Tracking Amazon Kinesis Streams Application State
For each Amazon Kinesis Streams application, the KCL uses a unique Amazon DynamoDB table to keep track of the application's state. Because the KCL uses the name of the Amazon Kinesis Streams application to create the name of the table, each application name must be unique.
You can view the table using the Amazon DynamoDB console while the application is running.
If the Amazon DynamoDB table for your Amazon Kinesis Streams application does not exist when the application starts up, one
of the workers creates the table and calls the
describeStream method to populate
the table. For more information, see Application State Data.
Your account is charged for the costs associated with the DynamoDB table, in addition to the costs associated with Streams itself.
If your Amazon Kinesis Streams application receives provisioned-throughput exceptions, you should increase the provisioned throughput for the DynamoDB table. The KCL creates the table with a provisioned throughput of 10 reads per second and 10 writes per second, but this might not be sufficient for your application. For example, if your Amazon Kinesis Streams application does frequent checkpointing or operates on a stream that is composed of many shards, you might need more throughput.
Application State Data
Each row in the DynamoDB table represents a shard that is being processed by your application. The hash key for the table is the shard ID.

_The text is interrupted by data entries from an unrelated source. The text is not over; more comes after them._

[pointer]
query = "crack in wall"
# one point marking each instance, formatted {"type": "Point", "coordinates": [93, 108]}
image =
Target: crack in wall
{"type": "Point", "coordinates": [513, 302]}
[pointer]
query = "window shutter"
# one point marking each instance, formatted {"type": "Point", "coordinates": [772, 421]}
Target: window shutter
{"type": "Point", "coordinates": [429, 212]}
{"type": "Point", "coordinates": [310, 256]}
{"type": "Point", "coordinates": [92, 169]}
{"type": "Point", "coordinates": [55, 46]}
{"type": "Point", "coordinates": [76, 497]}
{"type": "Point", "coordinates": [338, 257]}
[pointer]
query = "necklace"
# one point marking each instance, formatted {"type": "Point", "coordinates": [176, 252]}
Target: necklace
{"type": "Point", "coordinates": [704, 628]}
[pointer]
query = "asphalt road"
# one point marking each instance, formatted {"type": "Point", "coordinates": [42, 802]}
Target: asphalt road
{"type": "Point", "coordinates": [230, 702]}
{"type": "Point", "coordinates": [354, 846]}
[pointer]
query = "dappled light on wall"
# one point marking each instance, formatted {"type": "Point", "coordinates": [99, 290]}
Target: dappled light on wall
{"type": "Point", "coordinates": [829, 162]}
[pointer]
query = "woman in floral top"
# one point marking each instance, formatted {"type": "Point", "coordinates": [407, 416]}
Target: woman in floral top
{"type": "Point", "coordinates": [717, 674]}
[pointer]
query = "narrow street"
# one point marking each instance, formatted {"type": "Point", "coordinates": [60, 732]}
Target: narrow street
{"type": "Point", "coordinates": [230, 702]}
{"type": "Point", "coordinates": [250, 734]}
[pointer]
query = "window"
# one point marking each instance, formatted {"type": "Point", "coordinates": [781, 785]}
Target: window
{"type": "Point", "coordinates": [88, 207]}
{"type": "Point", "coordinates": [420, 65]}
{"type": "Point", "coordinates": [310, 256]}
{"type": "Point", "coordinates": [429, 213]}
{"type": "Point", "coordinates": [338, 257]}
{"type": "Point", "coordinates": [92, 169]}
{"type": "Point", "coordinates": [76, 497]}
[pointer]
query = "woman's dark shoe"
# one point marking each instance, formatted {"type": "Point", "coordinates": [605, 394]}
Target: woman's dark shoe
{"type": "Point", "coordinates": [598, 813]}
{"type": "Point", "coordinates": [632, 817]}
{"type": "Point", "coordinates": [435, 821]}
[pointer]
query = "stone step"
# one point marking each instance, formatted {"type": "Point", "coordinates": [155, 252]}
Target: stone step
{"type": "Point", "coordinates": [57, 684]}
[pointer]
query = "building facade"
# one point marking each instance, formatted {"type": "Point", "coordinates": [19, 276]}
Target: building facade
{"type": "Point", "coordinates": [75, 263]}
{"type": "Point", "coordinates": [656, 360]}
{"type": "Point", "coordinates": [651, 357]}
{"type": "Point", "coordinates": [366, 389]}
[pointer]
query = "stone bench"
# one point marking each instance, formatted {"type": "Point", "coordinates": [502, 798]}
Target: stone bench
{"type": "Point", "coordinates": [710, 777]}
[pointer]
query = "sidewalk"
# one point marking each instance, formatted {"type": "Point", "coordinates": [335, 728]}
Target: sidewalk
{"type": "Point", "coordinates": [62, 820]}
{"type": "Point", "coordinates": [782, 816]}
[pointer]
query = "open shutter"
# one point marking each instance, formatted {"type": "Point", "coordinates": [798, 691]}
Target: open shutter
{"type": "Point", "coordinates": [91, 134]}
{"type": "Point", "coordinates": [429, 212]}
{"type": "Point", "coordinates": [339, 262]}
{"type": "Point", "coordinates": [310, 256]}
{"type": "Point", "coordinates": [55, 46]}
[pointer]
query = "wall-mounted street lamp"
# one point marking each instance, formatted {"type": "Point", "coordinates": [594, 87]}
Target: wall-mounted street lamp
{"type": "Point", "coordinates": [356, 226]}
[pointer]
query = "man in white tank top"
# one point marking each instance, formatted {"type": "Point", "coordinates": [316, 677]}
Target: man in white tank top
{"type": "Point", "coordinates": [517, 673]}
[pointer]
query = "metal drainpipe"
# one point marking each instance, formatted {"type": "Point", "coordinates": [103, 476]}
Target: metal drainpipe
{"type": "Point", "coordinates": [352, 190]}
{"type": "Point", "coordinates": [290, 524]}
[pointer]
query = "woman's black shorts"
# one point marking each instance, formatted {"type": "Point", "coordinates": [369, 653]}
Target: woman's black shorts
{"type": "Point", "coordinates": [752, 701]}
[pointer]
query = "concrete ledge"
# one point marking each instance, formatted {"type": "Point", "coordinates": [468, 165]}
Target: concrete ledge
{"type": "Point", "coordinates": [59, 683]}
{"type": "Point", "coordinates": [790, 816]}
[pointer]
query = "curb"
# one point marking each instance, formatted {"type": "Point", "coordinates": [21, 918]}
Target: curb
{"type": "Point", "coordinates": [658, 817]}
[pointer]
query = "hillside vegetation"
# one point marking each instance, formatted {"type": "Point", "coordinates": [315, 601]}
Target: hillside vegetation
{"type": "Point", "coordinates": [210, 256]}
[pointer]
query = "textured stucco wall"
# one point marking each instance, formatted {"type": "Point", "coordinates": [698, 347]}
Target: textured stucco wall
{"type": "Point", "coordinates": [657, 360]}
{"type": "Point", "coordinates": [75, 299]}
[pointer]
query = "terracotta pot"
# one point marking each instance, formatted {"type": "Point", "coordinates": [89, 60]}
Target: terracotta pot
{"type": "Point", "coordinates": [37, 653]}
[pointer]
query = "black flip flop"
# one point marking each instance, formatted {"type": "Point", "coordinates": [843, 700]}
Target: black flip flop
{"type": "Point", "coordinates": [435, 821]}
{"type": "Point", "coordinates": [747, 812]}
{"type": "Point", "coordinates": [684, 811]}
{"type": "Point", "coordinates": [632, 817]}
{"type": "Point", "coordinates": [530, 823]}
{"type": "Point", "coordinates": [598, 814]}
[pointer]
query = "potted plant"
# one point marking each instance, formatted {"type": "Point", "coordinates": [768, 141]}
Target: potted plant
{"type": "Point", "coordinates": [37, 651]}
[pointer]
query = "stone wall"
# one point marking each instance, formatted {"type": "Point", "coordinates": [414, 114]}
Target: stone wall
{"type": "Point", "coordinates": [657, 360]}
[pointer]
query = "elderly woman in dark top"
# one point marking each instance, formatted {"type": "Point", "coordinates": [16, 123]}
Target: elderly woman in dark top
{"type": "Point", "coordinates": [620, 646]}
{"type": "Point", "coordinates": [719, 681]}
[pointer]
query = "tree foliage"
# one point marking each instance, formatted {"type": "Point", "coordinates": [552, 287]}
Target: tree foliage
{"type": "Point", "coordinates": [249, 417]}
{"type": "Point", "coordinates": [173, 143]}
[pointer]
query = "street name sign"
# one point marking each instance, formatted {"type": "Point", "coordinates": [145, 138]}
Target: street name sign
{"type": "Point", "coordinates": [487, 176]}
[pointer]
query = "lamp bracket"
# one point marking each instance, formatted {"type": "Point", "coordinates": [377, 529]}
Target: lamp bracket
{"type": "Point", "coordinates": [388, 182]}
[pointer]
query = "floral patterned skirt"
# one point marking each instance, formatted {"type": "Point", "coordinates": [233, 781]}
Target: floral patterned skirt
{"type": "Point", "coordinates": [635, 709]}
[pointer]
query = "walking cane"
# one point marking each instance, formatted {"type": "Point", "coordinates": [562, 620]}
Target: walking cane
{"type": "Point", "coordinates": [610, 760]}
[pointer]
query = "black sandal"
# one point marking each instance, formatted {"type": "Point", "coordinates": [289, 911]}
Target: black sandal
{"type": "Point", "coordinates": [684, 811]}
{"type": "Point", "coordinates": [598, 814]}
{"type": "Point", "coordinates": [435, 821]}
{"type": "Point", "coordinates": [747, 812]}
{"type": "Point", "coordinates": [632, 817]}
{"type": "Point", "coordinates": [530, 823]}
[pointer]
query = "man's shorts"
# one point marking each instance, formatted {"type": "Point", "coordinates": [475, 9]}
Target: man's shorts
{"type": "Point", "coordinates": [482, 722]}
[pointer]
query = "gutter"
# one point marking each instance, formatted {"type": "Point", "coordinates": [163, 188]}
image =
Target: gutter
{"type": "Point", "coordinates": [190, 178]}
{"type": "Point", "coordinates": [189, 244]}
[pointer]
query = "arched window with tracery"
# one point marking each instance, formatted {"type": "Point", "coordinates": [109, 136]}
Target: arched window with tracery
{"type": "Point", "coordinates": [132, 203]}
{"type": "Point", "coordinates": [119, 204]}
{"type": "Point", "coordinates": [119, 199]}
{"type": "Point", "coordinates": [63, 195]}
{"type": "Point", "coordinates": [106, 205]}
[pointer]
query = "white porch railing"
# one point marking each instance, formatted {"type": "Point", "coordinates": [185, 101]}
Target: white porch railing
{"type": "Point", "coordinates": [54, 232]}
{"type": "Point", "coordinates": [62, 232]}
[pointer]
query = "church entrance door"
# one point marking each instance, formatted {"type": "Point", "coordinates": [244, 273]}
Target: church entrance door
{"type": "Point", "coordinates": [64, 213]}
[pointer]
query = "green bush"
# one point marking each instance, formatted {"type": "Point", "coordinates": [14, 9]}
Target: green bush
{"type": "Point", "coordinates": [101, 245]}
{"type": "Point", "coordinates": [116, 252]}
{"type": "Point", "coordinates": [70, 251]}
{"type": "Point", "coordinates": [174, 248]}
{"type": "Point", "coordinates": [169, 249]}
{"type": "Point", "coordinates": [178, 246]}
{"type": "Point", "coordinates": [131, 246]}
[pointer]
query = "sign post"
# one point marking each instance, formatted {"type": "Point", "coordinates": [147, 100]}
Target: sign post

In addition to the shard ID, each row also includes the following data:
checkpoint: The most recent checkpoint sequence number for the shard. This value is unique across all shards in the stream.
checkpointSubSequenceNumber: When using the Kinesis Producer Library's aggregation feature, this is an extension to checkpoint that tracks individual user records within the Amazon Kinesis record.
leaseCounter: Used for lease versioning so that workers can detect that their lease has been taken by another worker.
leaseKey: A unique identifier for a lease. Each lease is particular to a shard in the stream and is held by one worker at a time.
leaseOwner: The worker that is holding this lease.
ownerSwitchesSinceCheckpoint: How many times this lease has changed workers since the last time a checkpoint was written.
parentShardId: Used to ensure that the parent shard is fully processed before processing starts on the child shards. This ensures that records are processed in the same order they were put into the stream.